Le mourant le plus agrippé à l’existence ne peut faire autre chose, dans les derniers instants, que lâcher prise et se laisser entraîner doucement par le courant qui l’éloigne du monde sensible. Son attitude rejoint celle du tout-petit, entièrement livré dans les bras de ses parents. Il voit également se décomposer la figure trompeuse, le masque d’hypocrisie qu’il s’était façonné : la mort fait tomber toutes les impostures car, avec l’enfance retrouvée, remonte à la surface la part de l’être qui ne ment pas. De là le besoin existentiel des personnages bernanosiens, de madame Dargent à Ouine, de confesser leur secret avant de succomber.
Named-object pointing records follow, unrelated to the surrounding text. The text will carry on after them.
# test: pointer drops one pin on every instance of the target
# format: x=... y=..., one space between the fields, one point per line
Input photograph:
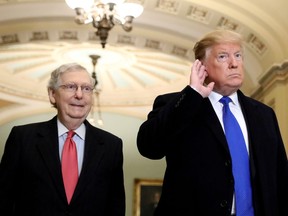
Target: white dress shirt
x=78 y=138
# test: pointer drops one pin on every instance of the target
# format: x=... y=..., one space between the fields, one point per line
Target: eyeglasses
x=224 y=57
x=72 y=87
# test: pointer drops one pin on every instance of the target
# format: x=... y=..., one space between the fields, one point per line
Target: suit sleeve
x=9 y=169
x=171 y=112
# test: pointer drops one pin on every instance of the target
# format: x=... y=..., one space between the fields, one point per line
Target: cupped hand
x=197 y=79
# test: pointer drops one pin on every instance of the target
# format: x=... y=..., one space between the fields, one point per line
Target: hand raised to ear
x=197 y=78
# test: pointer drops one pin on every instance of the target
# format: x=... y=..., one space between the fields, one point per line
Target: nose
x=79 y=93
x=233 y=62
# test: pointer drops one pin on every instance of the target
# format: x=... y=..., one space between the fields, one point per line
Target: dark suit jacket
x=184 y=128
x=31 y=180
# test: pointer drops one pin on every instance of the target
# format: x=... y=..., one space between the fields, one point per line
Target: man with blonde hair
x=224 y=151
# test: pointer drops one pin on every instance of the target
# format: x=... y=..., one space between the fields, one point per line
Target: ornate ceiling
x=36 y=36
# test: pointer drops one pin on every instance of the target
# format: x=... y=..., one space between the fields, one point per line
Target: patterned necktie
x=69 y=165
x=240 y=161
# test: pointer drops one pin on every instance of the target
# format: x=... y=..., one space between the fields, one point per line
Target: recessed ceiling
x=154 y=58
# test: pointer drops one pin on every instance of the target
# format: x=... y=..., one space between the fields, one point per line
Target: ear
x=51 y=93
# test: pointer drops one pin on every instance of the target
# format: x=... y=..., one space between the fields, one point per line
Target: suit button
x=223 y=203
x=228 y=163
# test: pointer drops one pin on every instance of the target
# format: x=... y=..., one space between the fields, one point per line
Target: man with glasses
x=64 y=166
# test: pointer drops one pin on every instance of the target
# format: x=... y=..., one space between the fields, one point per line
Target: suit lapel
x=213 y=123
x=47 y=144
x=93 y=153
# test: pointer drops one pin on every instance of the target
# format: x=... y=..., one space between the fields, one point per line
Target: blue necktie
x=240 y=161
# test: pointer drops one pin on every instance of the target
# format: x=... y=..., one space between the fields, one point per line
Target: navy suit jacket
x=31 y=180
x=184 y=128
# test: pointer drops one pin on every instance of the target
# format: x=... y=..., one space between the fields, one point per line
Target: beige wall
x=273 y=91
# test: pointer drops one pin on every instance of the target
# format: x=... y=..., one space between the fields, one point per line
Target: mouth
x=77 y=105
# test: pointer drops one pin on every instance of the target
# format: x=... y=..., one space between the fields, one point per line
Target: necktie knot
x=225 y=100
x=69 y=165
x=70 y=134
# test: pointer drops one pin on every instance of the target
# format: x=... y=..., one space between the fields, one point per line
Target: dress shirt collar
x=80 y=131
x=214 y=97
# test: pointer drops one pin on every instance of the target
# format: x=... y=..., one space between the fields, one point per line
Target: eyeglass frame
x=73 y=88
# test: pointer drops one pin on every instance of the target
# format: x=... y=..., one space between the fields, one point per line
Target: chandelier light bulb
x=85 y=4
x=104 y=14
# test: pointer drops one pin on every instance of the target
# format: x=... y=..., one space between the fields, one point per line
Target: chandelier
x=104 y=14
x=97 y=91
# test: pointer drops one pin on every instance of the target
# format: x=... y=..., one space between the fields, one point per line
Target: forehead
x=79 y=76
x=226 y=47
La parenté entre la mort et l’enfance ne se révèle néanmoins jamais avec autant d’éclat que dans l’agonie des jeunes êtres. Chantal de Clergerie, le curé d’Ambricourt, la deuxième Mouchette, Hélène Devandomme, tous ces héros de l’œuvre romanesque accueillent la mort dans leur prime jouvence, comme « une chose de l’enfance, un conte de fées » (Monsieur Ouine), qui vient à eux avec un « murmure de fête » (Nouvelle histoire de Mouchette). Elle leur semble à la fois « très simple et très pure » (La Grande Peur des bien-pensants), paradoxalement désirable comme le « seul matin » (Jeanne, relapse et sainte). Tout se passe en réalité comme si l’enfance et la mort étaient faits de la même étoffe, comme si la seconde était le prolongement, l’échappatoire surnaturelle de la première. La hantise de Bernanos, à qui l’on sait que la pensée de l’anéantissement donnait des crises d’angoisse, et son idéal spirituel, auquel toute une vie d’efforts intérieurs ne permet pas toujours d’aboutir, se trouvent ainsi conciliés. Rafraîchissante pensée et douce consolation.